Sur les demandes présentées en application de l'article 700 du code de procédure civile
L'article 700 du code de procédure civile dispose que le juge condamne la partie tenue aux dépens ou qui perd son procès à payer:
1° à l'autre partie la somme qu'il détermine, au titre des frais exposés et non compris dans les dépens;
2° et, le cas échéant, à l'avocat du bénéficiaire de l'aide juridictionnelle partielle ou totale une somme au titre des honoraires et frais, non compris dans les dépens, que le bénéficiaire de l'aide aurait exposés s'il n'avait pas eu cette aide. Dans ce cas, il est procédé comme il est dit aux alinéas 3 et 4 de l'article 37 de la loi n°91-647 du 10 juillet 1991.
Dans tous les cas, le juge tient compte de l'équité ou de la situation économique de la partie condamnée. Il peut, même d'office, pour des raisons tirées des mêmes considérations, dire qu'il n'y a pas lieu à ces condamnations.
La condamnation aux dépens de la société [6] s'oppose à ce qu'il soit fait droit à la demande qu'elle présente sur le fondement de ce texte. La disposition du jugement par laquelle il a été statué en sens contraire sera donc infirmée.

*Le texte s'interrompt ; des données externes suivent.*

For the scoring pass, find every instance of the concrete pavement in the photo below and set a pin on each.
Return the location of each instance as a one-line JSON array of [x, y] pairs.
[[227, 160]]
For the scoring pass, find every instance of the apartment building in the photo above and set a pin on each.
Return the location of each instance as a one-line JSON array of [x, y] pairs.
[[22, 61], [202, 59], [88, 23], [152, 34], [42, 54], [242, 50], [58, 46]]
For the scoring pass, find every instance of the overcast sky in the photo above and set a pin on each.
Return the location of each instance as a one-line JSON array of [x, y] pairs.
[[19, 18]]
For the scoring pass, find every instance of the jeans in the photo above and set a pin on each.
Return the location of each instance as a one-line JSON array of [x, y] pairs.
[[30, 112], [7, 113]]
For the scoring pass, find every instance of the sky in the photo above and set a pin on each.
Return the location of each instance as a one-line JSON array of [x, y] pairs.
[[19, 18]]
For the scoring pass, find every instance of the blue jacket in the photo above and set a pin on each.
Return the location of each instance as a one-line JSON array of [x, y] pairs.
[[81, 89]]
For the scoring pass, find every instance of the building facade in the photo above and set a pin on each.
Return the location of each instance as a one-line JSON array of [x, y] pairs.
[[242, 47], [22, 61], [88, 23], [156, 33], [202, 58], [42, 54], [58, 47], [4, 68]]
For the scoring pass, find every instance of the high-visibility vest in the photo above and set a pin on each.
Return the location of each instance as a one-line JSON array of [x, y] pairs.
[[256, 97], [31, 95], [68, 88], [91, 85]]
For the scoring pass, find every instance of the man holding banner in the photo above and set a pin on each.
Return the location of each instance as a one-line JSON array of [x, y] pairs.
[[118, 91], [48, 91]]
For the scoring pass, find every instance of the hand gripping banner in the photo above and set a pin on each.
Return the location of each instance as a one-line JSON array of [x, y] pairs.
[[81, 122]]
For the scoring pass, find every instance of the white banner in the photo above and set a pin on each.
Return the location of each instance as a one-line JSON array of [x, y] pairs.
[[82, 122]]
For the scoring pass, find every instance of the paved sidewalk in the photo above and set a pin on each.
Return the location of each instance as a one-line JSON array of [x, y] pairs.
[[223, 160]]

L'équité ne commande pas de faire application des dispositions de l'article 700 du code de procédure civile au profit de l'URSSAF d'Auvergne, qui sera donc déboutée de sa demande de ce chef.
PAR CES MOTIFS
La cour, statuant publiquement, par arrêt contradictoire, après en avoir délibéré conformément à la loi,
-Déclare recevable l'appel relevé par l'URSSAF d'Auvergne à l'encontre du jugement prononcé le 13 juin 2019 par le pôle social du tribunal de grande instance du Puy-en-Velay,
- Infirme le jugement en toutes ses dispositions soumises à la cour,
Statuant à nouveau:
- Condamne la SARL [7] à payer à l'URSSAF d'Auvergne, au titre de la mise en demeure du 29 janvier 2018, la somme de 27.471 euros, majorée s'il y a lieu des majorations complémentaires,
- Condamne la SARL [7] aux dépens de première instance,
- Déboute la SARL [7] de sa demande présentée au titre des dispositions de l'article 700 du code de procédure civile,
Y ajoutant :
- Condamne la SARL [7] aux dépens d'appel,
- Dit n'y avoir lieu à application de l'article 699 du code de procédure civile,
- Déboute les parties de leurs demandes présentées sur le fondement de l'article 700 du code de procédure civile.
Ainsi fait et prononcé le 26 mars 2024 à Riom.